Gov. Chris Christie isn't New Jersey's only politician interested in extending the school day and school year. Democratic state lawmakers have been touting legislation with the same goal.

classroom, students
Jeff J Mitchell, Getty Images

Sen. Shirley Turner (D-Mercer, Hunterdon) reintroduced a measure this year that would create a 13-member commission tasked with studying the effects of a longer school day and year.

Turner called the current school calendar archaic, adding many families these days include two parents with full-time jobs.

"This is a time when we can bring our students to a higher achievement level by extending the school day and school year," Turner said. "Not only will they have a better learning environment, but also their parents will not be worried about them being home unattended."

According to the bill statement, the established commission would issue a final report of its findings and recommendations, including any suggested legislation, to the governor and the legislature within six months of its organizational meeting.
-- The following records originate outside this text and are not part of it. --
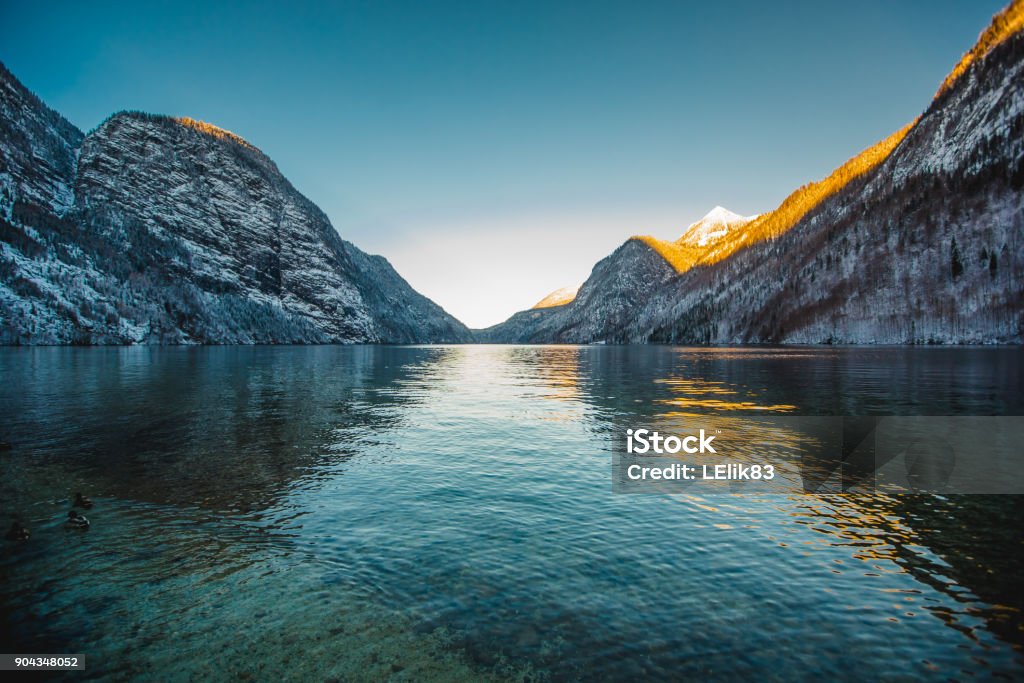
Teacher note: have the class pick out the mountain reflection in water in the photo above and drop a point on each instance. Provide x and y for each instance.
(446, 512)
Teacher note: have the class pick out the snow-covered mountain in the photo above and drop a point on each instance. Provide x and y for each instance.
(715, 225)
(559, 297)
(919, 239)
(154, 229)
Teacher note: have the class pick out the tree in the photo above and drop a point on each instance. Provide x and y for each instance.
(955, 263)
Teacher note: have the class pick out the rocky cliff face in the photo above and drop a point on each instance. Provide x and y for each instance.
(617, 286)
(155, 229)
(926, 246)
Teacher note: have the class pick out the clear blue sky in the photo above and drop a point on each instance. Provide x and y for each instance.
(494, 151)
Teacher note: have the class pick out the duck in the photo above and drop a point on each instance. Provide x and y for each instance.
(17, 531)
(75, 520)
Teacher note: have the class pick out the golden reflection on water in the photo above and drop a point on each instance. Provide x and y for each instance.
(696, 392)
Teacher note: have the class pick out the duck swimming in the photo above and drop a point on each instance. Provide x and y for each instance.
(75, 520)
(17, 531)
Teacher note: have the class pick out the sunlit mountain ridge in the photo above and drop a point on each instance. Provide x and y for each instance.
(559, 297)
(915, 240)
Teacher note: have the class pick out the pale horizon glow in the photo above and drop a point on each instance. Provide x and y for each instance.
(530, 258)
(495, 152)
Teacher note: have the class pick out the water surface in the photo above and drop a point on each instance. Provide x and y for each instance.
(446, 513)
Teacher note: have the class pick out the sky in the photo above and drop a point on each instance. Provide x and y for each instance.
(495, 151)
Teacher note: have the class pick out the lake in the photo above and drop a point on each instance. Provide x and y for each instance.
(446, 513)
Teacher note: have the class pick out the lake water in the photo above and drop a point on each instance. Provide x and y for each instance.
(446, 513)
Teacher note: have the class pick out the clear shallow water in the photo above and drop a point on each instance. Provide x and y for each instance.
(446, 513)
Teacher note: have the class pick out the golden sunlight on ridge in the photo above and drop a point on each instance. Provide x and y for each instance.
(214, 131)
(770, 225)
(1004, 25)
(558, 297)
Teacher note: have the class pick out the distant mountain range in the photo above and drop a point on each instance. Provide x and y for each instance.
(919, 239)
(159, 229)
(155, 229)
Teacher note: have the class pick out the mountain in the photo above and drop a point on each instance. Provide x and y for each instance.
(156, 229)
(716, 224)
(559, 297)
(915, 240)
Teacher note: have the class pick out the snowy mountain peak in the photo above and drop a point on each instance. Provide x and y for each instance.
(713, 226)
(558, 297)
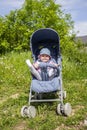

Turner admitted longer school days and school years could come with obstacles, including certain districts without air conditioning and children traveling on buses during peak traffic hours.

"One size does not fit all, so it could be tailored to different school districts," Turner said. "We don't want to have an extended day just for the sake of saying we have an extended day. We want it to be productive."

Gov. Christie first hinted at his goal of more time in the classroom during his State of the State address in January. The Republican governor released more details with his budget proposal last month, which includes a $5 million pilot program for selected districts.

Turner disagreed with Christie's approach, suggesting suburban districts would get a better shot at participation than urban districts.